Лавочника звали Гарегином, он был армянином-беженцем из Турции и сейчас имел лишь одну заботу: как перевезти и похоронить в У руки прах своих родителей. «Дом человека — там, где его родители, пусть даже мертвые…» — часто говорил Гарегин заходившим в лавку крестьянам; и те охотно соглашались, ибо это была сущая правда.
— Басурман? — с деланным удивлением переспросил майор.
— Ну да, басурман! И вдову отдубасил вчера ночью, и Георгу заодно. Слыханное ли дело, и в собственном доме нам покою не дают… — огорченно развел руками Гарегин.
Пол лавки был усеян мелким битым стеклом, скрипевшим под ногами, как сухой снег.

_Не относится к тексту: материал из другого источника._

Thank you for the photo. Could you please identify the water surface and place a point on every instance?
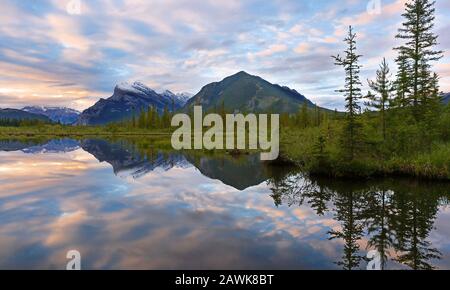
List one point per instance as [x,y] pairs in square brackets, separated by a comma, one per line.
[137,205]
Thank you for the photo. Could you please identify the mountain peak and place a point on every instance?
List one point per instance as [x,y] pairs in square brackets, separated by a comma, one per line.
[243,92]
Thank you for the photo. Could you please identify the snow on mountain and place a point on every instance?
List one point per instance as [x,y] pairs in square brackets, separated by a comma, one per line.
[56,114]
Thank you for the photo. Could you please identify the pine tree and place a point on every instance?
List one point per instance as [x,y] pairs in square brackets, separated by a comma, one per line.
[418,50]
[351,91]
[383,87]
[149,124]
[402,82]
[303,115]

— А почему? Причина-то какая? — заинтересовался майор с таким видом, словно впервые об этом слышал и не просидел всю ночь на своем сундуке, с ужасом прислушиваясь к реву борчалинца и воплям вдовы.
Всю подоплеку вчерашнего побоища он знал едва ли не лучше, чем Гарегин, но только у Гарегина он мог выяснить то, ради чего вышел из палатки вообще. В лавке Гарегина скоплялись все новости округи; никто не уходил оттуда, не пожаловавшись на свои или чужие несчастья, словно он находился не в лавке, а в церкви и беседовал не с опершимся грудью о прилавок, вечно ухмыляющимся торговцем, а с принимающим исповедь священником. Майору хотелось знать мнение деревни: его интересовало, что она думает об этом деле и насколько он может рассчитывать на ее поддержку, если дело примет серьезный оборот.
В лавке было прохладно и полутемно. В одном углу стоял раскрытый мешок соли; рядом с ним были раскиданы кой-какие скобяные изделия. Вечерняя тишина заглушала, казалось, даже запах лежалого товара — чувствовался он лишь изредка, да и то слабо…
— Зачем разбойнику и мерзавцу причины? Просто так… взял и отколотил, — ответил Гарегин на вопрос майора.
— Ну, и что дальше? — подтолкнул его майор.
— То есть как что? — не понял Гарегин.
— Люди-то где были? Что они говорят?